South Korean shares fell more than 6 percent on Thursday on renewed selling in chipmakers, while the won hit a two-month high after the central bank raised interest rates for the first time in more than three years and signalled more tightening.
The benchmark KOSPI fell as much as 7.6 percent during the day before paring some losses to end 6.4 percent down at 6,820.6 points. Sharp declines also triggered sidecar trading curbs on the KOSPI and the junior Kosdaq indexes.
The Bank of Korea raised its interest rate by 25 basis points to 2.75 percent, its first hike since 2023, aimed at stabilising a slumping won and containing inflationary pressures from brisk growth in Asia's fourth-largest economy.
ANZ Asia Economist Krystal Tan said Governor Shin Hyun Song's comments that inflationary pressures were expected to rise gradually showed the central bank's increased focus on the issue, and added that the won's continued weakness remained a key source of inflation risk.
An August hike is more likely if higher oil prices and won weakness bring back inflation risks, or if semiconductor-led strength spreads more rapidly into wages, Tan said.

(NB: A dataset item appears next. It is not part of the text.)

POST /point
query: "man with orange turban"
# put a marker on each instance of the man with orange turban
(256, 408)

On Thursday, the won firmed 0.7 percent to around 1,477.8 per dollar for the first time since May 12, extending its gains in July to more than 4 percent, supported by the central bank's hawkish stance. It is still down about 3 percent this year.
Among equities, the sell-off in chipmakers gained fresh momentum as the earnings season put the sector's rich valuations under scrutiny following months of gains and on concerns around a potential earnings slowdown.
Taiwan's TSMC, the world's leading AI chipmaker, reported a record quarterly profit, while chipmaking equipment supplier ASML raised its 2026 outlook on Wednesday and pledged a capacity boost.
Volatility in equities has been further exacerbated recently by highly leveraged exchange-traded funds tied to leading AI memory chipmakers, SK Hynix and Samsung Electronics as forced buying and selling amplify stock moves.
SK Hynix and Samsung Electronics, which make up more than half of the benchmark KOSPI, fell 11.5 percent and 8.8 percent, respectively, on Thursday.
South Korea's financial regulator on Thursday announced a series of regulatory measures aimed at easing stock market volatility triggered by single-stock leveraged ETFs and preventing investor losses.
Of the total 912 traded issues, 384 shares advanced, while 488 declined. Foreigners were net sellers of shares worth 1,378.8 billion won (US$933.26 million).